A genetic variant in the promoter region of miR-106b-25 cluster predict clinical outcome of HBV-related hepatocellular carcinoma in Chinese.

• Main Authors: Fuzhen Qi, Mingde Huang, Yun Pan, Yao Liu, Jibin Liu, Juan Wen, Kaipeng Xie, Hongbing Shen, Hongxia Ma, Yi Miao, Zhibin Hu
• Format: Article
• Language: English
• Published: Public Library of Science (PLoS) 2014-01-01
• Series: PLoS ONE
• Online Access: http://europepmc.org/articles/PMC3885710?pdf=render

BACKGROUND: MiR-106b-25 cluster, hosted in intron 13 of MCM7, may play integral roles in diverse processes including immune response, tumorigenesis and progression.

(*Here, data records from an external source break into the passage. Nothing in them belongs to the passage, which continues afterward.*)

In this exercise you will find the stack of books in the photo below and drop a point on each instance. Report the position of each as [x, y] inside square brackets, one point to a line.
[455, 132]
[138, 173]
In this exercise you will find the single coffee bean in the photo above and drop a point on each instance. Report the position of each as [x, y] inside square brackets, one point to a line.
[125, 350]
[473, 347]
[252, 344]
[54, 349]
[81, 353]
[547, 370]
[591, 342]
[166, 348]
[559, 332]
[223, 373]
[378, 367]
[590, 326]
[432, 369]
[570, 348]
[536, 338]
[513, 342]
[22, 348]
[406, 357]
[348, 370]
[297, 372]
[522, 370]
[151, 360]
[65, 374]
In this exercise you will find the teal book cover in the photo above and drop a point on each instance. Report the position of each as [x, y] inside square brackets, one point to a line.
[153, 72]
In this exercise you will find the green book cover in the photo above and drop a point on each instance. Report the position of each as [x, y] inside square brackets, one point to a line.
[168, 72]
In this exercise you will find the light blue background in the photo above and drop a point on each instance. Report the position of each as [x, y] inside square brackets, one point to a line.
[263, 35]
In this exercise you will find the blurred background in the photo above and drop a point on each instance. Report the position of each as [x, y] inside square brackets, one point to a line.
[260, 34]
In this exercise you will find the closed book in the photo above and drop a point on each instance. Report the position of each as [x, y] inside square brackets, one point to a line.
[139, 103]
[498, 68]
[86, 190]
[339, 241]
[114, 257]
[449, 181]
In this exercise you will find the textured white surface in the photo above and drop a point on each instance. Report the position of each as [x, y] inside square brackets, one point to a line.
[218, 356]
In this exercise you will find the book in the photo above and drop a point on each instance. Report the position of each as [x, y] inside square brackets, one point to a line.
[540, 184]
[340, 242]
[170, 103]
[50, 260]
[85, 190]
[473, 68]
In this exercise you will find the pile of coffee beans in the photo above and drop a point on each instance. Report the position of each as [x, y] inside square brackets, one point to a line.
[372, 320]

A single nucleotide polymorphism (SNP), rs999885, is located in the promoter region of MCM7. Our previous study showed that the A to G base change of rs999885 may provide an increased risk for HCC in HBV persistent carriers by altering the expression of the miR-106b-25 cluster. However, it is unknown whether rs999885 is associated with prognosis of intermediate or advanced HBV-related hepatocellular carcinoma (HCC) patients. METHODS: The SNP, rs999885, was genotyped by using the TaqMan allelic discrimination Assay in 414 intermediate or advanced HCC patients. Log-rank test and Cox proportional hazard models were used for survival analysis. RESULTS: The variant genotypes of rs999885 were associated with a significantly decreased risk of death for intermediate or advanced HCC [additive model: adjusted hazard ratio (HR)  = 0.76,95% confidence intervals (CI)  = 0.59-0.97]. Further stepwise regression analysis suggested that rs999885 was an independently protective factor for the prognosis of HCC in the final model (additive model: adjusted HR  = 0.72, 95% CI  = 0.56-0.91, P = 0.007). CONCLUSIONS: These findings indicate that the A to G base change of rs999885 may provide a protective effect on the prognosis of intermediate or advanced HCC in Chinese.